Caraval Caraval by Stephanie Garber
My rating: 3 of 5 stars

Scarlett and her sister Tella have never left the tiny island that her father runs with an iron fist. Scarlett is betrothed to a Count, someone that her father knows, but she has never met him. But, before she gets married she wants to attend Caraval, a performance and game that takes place on another island. She has been writing to someone called Legend for a number of years begging to be invited, and not heard a single thing. Until now. An envelope appears with three invitations in, one for her, her sister and fiancée. She is desperate to go, but knows that her father will refuse. A set of events is set in motion, she finds Tella wrapped in the embrace of a strange man, an altercation with her father, and suddenly her and her sister are fleeing the place that they have known all their lives to play Caraval.

Almost immediately after arriving on the island, Tella is kidnapped by Legend, the mastermind of the game. Scarlett is alone and up against experienced players of the game as this year, the winner of the game will be the one who finds Tella first. Scarlett finds a set of clues to assist her in the desperate search for her sister and she has five night to solve them. The game is supposed to be an elaborate and theatrical performance, but what sounds like a piece of fun initially has suddenly become a lot more sinister, because if she doesn’t find her she may loose her forever…

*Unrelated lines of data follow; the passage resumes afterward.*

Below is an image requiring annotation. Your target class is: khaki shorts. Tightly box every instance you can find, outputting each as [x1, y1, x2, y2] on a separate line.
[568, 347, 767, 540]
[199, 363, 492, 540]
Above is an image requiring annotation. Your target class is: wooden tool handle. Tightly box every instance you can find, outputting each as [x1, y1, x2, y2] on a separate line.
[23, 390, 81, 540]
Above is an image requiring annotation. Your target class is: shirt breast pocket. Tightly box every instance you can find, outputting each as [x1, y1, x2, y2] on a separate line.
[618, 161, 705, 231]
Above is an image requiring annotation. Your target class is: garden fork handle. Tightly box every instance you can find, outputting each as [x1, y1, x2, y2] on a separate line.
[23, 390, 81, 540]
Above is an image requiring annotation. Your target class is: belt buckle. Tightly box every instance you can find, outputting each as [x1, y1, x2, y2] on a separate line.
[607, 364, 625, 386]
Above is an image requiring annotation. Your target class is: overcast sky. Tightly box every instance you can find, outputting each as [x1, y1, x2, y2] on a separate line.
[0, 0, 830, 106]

This is Garber’s debut novel and for a first one, it is reasonable. I liked the way that the game was set on an island and way she manages to convey the atmospheric events that take place at night. It is not a bad plot, though there are the odd discrepancies. While there is tension as Scarlett seeks her sister, it has a more melodramatic and gothic feel to it. There really wasn’t a lot of character depth though; they all came across as slightly two dimensional. The magical elements felt like they were dusted on rather than integral to the world she has created and there was more romance than I normally read, but that is my preference rather than a fault with the book.